Note the disk path above should match what you figured was the new EBS volume from the fdisk output earlier.

Now you should skip an NTP server by supplying none, as well as skipping network configuration ( You don’t want to lose your shell ) With this in mind, let’s run the setup script

# setup-alpine

Cleanup

Once that’s finished drop out of the chroot, and let’s mount the filesystem to do some housekeeping to make sure we get an IP address on reboot

# mount /dev/vg0/lv_root /mnt/
# cd /mnt/

Now edit /mnt/etc/network/interfaces and make sure the content matches:

auto lo
iface lo inet loopback


auto eth0
iface eth0 inet dhcp

From there it’s important to make sure that we have an SSH key, note the lack of a leading slash so we operate on our new install under the /mnt folder:

# umask 077
# mkdir root/.ssh
# vi root/.ssh/authorized_keys

Remove SSH Host keys

rm -f etc/ssh/ssh_host*

Adding required modules for EBS optimization and ENA

Amazon’s t3 and other instance types use “EBS Optimization” and the “Elastic Network Adapater” by default. In order to take advantage of this and be able to boot to EBS optimized instances we need to make sure the modules are in the initial ram disk. We’ll also take this opportunity to switch to the trimmed down linux-virt kernel package

# # Just like before
# cd /mnt
# mount -t proc none proc
# mount -o bind /dev dev
# mount -o bind /sys sys
# chroot . /bin/ash
# sed -i.bak -re's/(virtio)/nvme nvme_core ena \1/' /etc/mkinitfs/mkinitfs.conf
# cat /etc/mkinitfs/mkinitfs.conf
features="ata base ide scsi usb ena nvme nvme_core virtio xfs lvm"
# apk add linux-virt
# apk del linux-vanilla

Since we’ve made changes to the packages after modifying the configuration there’s no need to manually run mkinitfs as the package manager has done this for us.

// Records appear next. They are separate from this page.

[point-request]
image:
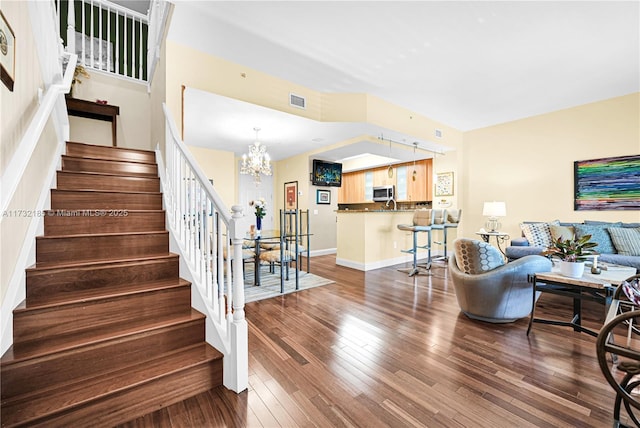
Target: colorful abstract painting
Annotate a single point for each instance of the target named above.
(607, 184)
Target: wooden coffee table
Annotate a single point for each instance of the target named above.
(597, 288)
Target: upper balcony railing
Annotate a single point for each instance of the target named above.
(111, 38)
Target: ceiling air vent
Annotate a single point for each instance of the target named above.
(297, 101)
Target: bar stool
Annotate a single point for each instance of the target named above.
(450, 218)
(422, 222)
(439, 217)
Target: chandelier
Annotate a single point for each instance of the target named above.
(257, 162)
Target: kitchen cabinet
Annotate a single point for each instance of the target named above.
(357, 187)
(352, 189)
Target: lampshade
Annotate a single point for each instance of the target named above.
(494, 209)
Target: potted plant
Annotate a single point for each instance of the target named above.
(79, 72)
(572, 254)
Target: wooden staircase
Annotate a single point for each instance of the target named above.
(107, 332)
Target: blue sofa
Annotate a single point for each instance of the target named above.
(521, 247)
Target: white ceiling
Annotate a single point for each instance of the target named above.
(465, 64)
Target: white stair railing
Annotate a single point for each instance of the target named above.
(114, 39)
(206, 233)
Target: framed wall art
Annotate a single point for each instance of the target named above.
(323, 197)
(444, 184)
(291, 196)
(607, 183)
(7, 53)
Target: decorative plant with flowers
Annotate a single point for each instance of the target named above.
(78, 73)
(571, 250)
(259, 205)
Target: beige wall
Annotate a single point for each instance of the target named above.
(158, 97)
(18, 108)
(528, 163)
(216, 75)
(219, 166)
(134, 123)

Create a snapshot in the AWS console.

It’s about as easy as it sounds, go to your EBS volume right click, create a snapshot. Once it’s finished right click on it and Create Image. All of the defaults are fine, simply fill in the Name and Description then click create.

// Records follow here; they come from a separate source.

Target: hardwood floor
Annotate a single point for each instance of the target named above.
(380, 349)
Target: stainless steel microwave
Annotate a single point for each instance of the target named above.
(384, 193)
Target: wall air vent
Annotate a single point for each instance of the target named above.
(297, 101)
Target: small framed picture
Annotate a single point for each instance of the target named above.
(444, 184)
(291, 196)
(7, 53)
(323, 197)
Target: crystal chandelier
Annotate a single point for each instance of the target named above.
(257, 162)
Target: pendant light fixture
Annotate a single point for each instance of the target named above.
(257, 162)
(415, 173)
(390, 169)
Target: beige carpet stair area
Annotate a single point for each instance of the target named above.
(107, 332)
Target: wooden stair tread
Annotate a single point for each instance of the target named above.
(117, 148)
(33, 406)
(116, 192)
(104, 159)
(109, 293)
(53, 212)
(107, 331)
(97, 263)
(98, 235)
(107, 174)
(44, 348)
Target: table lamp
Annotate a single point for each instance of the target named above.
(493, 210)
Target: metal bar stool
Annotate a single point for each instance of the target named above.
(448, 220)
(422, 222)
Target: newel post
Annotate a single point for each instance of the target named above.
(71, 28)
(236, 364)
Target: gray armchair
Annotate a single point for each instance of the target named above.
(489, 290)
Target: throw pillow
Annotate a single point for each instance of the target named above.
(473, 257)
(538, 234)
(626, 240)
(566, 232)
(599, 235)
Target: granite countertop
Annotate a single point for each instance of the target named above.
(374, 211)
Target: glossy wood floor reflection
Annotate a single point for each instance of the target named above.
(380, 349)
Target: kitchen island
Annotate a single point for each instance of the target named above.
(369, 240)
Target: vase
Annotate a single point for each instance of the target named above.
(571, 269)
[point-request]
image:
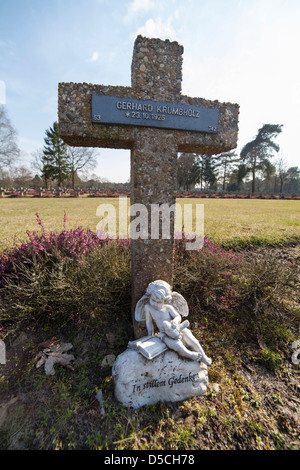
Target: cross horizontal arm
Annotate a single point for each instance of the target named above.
(77, 128)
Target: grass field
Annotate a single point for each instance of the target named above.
(230, 222)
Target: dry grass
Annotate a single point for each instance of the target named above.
(234, 222)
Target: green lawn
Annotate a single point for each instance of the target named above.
(225, 220)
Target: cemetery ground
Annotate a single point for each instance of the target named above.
(243, 294)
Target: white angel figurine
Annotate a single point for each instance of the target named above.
(164, 308)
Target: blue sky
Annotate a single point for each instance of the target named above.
(243, 51)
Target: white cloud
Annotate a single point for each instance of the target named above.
(157, 28)
(138, 6)
(94, 57)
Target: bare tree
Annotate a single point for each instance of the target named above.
(79, 158)
(9, 150)
(282, 171)
(22, 177)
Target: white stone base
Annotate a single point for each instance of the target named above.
(168, 377)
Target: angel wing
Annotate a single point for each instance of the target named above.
(139, 313)
(180, 304)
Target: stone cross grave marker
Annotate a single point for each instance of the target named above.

Once that’s done, deploy an instance from that AMI and try to login!

Why not use Packer?

Packer, by its own definition is for “Building automated machine images.” Which is absolutely fine if that’s what you want to do. I suspect however that Packer, and other “Infrastructure as Code” utilities are being used in place of documentation–or as if they are documentation–which they are not–they are a liability. They’re more things for you to maintain.

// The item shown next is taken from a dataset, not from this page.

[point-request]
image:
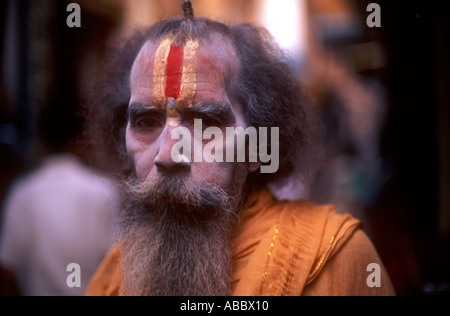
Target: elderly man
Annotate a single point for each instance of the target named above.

These tools have their place, don’t get me wrong. The problem is that you’re adding additional complexity by introducing yet another tool and sacrificing time you could have engineers documenting what’s happening with time engineers are now spending learning, debugging, and maintaining yet another piece of code and or configuration.

If given the choice between having some documentation that explains how something works and some jumble of code that should work I’m going to choose the documentation each time. As any software engineer that’s been in the industry awhile, writing code is the easy part. Reading it is much much harder.

So, if you know how to do everything above it shouldn’t be difficult to write some scripts and toss it into Packer to make this happen. It’s learning how to build these things in the first place that’s difficult–looking at some packer configuration without documentation as to what is going on isn’t going to help anyone learn faster.

Plus just because you built the AMI by hand doesn’t meant that you can’t use other tools to further enforce a configuration standard such as Ansible, or orchestrate your infrastructure with utilities such as Terraform, CloudFormation, Pulumi, etc.

Sometimes the most effective solution is to document, take backups, document the restore process. Then test it on a schedule. Then you know you can recover from that disaster scenario–and that’s worth a lot more than some code that gets used only a handful of times and then forgotten about.

Being effective is about understanding what is and isn’t a good use of your time.